Es mag ja sein, dass dieses Fahrzeug ein Glücksgriff für die Hilfsorganisationen ist, um damit Sanitätsdienste durchzuführen oder es zum RTW hochzurüsten.

Aber mal ganz ehrlich:
Für den Katastrophenschutz ist das Ding doch echter Mist!

Im Katastrohen- oder MANV-fall müssen ggf. viele Patienten relativ gleichzeitig versorgt und transportiert werden.

In den älteren 4-Trage-Wagen war es durchaus möglich, notfalls 6 leichtverletzte Patienten mit zwei Helfern zu transportieren (4 liegend, 2 sitzend).

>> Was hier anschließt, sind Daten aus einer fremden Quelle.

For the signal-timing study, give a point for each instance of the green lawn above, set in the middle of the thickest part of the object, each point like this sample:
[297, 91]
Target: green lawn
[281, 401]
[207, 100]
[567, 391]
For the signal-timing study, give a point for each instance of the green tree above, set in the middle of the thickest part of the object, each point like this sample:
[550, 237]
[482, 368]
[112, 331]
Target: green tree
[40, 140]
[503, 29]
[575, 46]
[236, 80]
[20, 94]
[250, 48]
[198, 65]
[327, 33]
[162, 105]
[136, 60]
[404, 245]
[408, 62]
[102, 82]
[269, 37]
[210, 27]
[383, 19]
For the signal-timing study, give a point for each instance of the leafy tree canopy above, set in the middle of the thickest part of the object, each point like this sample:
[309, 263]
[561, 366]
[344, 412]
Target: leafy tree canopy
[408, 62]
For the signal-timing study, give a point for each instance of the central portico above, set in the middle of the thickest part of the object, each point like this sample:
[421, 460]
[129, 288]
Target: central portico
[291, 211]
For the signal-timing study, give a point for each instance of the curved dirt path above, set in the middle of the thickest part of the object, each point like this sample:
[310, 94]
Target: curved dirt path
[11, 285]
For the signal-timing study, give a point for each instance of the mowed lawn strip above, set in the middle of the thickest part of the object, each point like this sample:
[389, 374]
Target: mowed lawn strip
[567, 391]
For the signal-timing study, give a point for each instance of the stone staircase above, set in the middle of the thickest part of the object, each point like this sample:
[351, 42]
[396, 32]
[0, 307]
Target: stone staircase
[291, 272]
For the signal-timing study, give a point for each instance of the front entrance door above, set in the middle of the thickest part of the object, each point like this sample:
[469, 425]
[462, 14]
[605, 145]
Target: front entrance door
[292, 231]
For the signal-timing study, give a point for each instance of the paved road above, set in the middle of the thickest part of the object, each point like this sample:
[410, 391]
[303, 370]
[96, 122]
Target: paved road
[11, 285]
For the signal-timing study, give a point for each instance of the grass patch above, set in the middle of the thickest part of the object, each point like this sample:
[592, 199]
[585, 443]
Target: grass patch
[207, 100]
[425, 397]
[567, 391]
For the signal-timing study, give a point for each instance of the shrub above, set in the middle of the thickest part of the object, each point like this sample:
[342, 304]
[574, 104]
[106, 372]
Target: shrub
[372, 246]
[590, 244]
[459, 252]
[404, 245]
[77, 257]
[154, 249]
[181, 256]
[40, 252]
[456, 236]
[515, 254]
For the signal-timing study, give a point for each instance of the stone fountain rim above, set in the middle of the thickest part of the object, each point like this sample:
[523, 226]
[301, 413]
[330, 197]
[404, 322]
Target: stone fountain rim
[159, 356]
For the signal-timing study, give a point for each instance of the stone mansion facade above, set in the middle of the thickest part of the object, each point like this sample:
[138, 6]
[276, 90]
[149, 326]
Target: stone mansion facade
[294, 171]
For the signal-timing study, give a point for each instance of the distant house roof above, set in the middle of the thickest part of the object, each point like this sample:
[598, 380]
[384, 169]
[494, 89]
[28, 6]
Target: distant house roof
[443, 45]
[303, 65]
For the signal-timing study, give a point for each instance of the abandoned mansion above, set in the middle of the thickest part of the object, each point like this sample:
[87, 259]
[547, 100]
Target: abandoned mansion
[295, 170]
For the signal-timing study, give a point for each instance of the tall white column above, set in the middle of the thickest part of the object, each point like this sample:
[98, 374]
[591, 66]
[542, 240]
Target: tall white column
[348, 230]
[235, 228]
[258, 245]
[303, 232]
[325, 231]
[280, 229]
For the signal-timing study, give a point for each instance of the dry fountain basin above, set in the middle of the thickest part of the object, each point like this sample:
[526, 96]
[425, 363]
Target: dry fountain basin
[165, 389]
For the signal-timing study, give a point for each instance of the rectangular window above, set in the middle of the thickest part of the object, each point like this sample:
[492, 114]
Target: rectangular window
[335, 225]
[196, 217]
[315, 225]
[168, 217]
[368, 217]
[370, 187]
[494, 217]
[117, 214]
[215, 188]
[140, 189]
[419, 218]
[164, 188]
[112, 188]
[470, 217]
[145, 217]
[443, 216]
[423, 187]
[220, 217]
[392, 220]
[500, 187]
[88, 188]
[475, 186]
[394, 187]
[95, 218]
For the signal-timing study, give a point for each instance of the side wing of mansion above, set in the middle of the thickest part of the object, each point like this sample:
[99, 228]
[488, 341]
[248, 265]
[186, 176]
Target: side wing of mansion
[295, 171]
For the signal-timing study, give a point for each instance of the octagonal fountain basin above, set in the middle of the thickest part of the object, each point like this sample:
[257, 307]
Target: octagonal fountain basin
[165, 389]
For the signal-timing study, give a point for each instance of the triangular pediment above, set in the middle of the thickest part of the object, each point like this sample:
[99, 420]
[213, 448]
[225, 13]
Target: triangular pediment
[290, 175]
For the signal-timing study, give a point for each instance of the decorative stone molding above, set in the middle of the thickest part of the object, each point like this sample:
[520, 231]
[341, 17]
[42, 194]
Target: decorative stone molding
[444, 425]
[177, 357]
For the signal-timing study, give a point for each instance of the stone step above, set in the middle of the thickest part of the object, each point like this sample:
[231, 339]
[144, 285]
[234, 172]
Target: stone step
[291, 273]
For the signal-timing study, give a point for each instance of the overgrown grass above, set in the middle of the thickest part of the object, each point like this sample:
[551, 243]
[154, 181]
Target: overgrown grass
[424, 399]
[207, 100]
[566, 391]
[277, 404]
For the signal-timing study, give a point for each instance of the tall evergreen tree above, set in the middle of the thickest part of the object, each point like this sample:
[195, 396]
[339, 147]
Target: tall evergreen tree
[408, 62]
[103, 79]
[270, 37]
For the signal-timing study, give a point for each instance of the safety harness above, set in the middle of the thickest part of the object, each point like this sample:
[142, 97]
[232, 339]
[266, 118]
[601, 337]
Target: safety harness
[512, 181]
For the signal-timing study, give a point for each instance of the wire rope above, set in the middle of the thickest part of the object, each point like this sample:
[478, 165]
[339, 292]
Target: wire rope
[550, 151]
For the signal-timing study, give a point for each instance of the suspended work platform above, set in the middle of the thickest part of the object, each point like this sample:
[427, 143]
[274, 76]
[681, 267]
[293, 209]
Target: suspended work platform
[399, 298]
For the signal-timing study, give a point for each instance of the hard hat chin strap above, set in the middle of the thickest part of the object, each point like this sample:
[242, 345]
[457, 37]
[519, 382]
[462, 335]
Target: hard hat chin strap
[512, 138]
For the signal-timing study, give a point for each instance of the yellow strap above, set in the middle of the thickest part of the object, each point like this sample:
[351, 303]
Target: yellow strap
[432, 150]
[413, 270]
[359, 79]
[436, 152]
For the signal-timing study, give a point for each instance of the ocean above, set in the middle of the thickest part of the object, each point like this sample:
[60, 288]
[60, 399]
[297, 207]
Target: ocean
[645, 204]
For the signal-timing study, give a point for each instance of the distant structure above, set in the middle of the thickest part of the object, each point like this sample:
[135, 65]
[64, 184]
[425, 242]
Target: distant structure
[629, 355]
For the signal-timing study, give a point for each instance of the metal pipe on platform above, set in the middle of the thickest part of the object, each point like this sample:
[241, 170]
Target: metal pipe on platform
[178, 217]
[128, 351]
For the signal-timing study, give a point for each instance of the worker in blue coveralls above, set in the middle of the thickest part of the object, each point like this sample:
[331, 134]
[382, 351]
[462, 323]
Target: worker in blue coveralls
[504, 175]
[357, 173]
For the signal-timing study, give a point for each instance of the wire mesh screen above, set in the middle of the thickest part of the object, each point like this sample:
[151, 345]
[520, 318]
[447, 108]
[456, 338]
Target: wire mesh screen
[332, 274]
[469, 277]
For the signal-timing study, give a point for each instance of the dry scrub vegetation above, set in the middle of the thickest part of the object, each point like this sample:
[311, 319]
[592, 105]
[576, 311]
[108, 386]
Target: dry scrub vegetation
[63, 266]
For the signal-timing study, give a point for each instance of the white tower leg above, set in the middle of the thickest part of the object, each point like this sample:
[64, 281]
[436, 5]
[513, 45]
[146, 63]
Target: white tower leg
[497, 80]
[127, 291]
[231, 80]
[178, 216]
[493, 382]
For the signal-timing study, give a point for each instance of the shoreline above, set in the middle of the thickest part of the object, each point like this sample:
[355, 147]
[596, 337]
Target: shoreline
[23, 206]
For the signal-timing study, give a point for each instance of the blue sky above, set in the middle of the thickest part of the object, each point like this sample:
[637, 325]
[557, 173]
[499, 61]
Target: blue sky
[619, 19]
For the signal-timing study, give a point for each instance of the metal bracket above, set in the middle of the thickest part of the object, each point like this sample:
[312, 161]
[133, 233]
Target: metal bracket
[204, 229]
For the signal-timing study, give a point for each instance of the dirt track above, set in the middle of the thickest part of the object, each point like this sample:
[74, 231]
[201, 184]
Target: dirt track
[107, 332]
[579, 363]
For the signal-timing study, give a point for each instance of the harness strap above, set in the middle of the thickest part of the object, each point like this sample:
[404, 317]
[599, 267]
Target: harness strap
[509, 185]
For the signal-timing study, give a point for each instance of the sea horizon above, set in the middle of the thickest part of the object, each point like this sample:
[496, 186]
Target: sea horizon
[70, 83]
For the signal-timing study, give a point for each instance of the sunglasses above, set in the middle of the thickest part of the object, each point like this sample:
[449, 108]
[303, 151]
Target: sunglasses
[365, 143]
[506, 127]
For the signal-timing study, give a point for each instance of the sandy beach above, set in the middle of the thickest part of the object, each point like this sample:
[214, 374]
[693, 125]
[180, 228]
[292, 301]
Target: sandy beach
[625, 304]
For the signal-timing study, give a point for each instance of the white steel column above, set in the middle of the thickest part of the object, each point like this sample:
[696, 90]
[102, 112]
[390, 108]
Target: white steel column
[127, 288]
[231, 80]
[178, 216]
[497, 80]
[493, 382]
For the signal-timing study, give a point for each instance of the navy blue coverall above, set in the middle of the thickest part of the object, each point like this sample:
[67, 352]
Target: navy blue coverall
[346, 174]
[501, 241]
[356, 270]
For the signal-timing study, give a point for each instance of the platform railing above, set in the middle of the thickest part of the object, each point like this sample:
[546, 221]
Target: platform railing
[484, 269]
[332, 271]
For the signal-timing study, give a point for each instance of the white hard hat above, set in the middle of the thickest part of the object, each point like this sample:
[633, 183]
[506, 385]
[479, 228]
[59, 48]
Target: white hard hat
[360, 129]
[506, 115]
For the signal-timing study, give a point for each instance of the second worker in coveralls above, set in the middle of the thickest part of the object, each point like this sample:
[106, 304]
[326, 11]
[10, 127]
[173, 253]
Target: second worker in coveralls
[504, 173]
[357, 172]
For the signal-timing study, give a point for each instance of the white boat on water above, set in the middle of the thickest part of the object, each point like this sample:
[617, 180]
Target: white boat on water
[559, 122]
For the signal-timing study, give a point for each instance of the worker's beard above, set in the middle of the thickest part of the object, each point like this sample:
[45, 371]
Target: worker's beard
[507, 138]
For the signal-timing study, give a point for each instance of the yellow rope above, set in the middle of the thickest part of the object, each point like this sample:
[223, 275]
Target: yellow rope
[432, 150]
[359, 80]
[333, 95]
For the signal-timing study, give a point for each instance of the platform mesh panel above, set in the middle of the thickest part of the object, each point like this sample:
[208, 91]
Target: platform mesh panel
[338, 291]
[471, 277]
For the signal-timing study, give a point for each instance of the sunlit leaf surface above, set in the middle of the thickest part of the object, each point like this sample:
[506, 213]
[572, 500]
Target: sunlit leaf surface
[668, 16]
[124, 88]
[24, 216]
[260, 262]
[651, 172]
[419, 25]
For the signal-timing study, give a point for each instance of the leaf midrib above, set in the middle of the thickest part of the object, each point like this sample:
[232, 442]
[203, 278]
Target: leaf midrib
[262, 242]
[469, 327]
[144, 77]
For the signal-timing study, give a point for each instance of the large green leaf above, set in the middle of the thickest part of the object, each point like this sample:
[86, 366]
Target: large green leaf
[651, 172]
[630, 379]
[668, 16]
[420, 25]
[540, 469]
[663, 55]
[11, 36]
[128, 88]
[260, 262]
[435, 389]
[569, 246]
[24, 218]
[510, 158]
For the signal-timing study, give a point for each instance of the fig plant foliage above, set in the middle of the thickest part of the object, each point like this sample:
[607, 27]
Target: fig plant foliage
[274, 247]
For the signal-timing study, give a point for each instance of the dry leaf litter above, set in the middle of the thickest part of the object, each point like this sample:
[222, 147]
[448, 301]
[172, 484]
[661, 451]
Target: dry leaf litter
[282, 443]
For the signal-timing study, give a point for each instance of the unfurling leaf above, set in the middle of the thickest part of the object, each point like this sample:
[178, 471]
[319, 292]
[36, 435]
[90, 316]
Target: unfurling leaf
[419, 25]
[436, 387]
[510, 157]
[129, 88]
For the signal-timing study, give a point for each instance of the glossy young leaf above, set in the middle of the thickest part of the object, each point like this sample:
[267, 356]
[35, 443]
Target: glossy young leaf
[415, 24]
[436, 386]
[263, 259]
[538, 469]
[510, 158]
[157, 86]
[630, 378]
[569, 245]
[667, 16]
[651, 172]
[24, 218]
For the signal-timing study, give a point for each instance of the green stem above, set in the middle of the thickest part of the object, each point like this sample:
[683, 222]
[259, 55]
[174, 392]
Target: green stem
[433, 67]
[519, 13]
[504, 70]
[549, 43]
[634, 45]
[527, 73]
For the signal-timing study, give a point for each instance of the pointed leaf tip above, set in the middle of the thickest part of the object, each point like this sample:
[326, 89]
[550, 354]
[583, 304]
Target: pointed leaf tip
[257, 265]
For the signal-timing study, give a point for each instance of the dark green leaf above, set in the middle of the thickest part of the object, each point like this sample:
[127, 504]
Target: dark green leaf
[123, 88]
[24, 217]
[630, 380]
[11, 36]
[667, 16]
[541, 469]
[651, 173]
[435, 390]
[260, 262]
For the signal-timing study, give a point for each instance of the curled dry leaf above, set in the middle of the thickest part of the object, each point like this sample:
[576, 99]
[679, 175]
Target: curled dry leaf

Was ist nun mit dem neuen Fahrzeug?

Es wird immer schwieriger, überhaupt noch ehrenamtliche HelferInnen für den Katastrophenschutz zu finden. D.h., die Helferzahlen werden wohl im Zukunft eher sinken als steigen.

Nun reduziert man bei immer weniger Helfern gleichzeitig die Transportkapazität der Fahrzeuge. Es fehlen ja definitiv mind. zwei Transportplätze.

Nun frage ich: Ist das für einen MANV besser oder schlechter, gerade um ein paar leichter verletzte Personen in ein "200 km entferntes" Krankenhaus zu bringen???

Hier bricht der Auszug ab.